I know that sounds like what today’s church should be all about, but I imagine in those early days there was less form and structure around it, less “this is how we do that” and more “how shall we do that” when it came to how they met as a community. There was certainly less doctrine and dogma. There was no “we’ve always done it that way” because Jesus brings a new way and part of that new way is how we create community that’s true to its members. It’s not just about being welcoming to anyone that fits in, it’s about acknowledging and affirming what each member brings and how it helps to form the community with what’s true in each individual.
Yes, they struggled with that. We still do and will. It’s a challenge that requires openness to connection, vulnerability and empathy, and we’ve learned to not always be okay with that.
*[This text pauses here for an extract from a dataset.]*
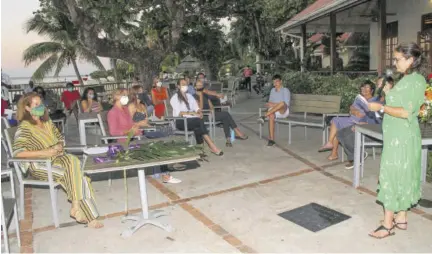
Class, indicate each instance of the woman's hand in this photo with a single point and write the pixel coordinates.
(374, 106)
But then, Jesus.
Paul, in a very Jesus way, talked about that, one that was familiar, but that he turned on its head.
Paul said it’s like the body. “For just as the body is one and has many members, and all the members of the body, though many, are one body, so it is with Christ ... Now you are the body of Christ and individually members of it.”
Paul didn’t come up with that. The community as a body with all its parts working together was an image that had been around for awhile. The way it was used helped to identify your “part” so that could determine your place in society. Some parts are more important than others, some aren’t even really needed and some, well, we just don’t talk about those.
But Paul says no! In order for the body to be whole, all parts of the body are important. In fact, there is an equity amongst all the parts of the body and when one part of the body hurts, the whole body suffers; when one part of the body is celebrated, all the body celebrates. In fact, the parts that are often dismissed or ignored, the parts that had been given the least honour, those are the ones that are most important for the health and wholeness of the body.
Which community are we? Are we one that sorts and stacks people according to their part, determining which are more valuable, which are more contributing, pushing out of sight the ones that we judge to be of less use to us. Or do welcome and affirm all, just as they are, treat them with equity, get to know them, build relationships with them, and embrace them as part of the whole.
In the kind of community Jesus and Paul envisioned, we’d honour all people, welcome all the gifts people bring and offer our care for those in need. Yes, that last part’s crucial. The wholeness of the body requires care of all its parts, not just demands of them.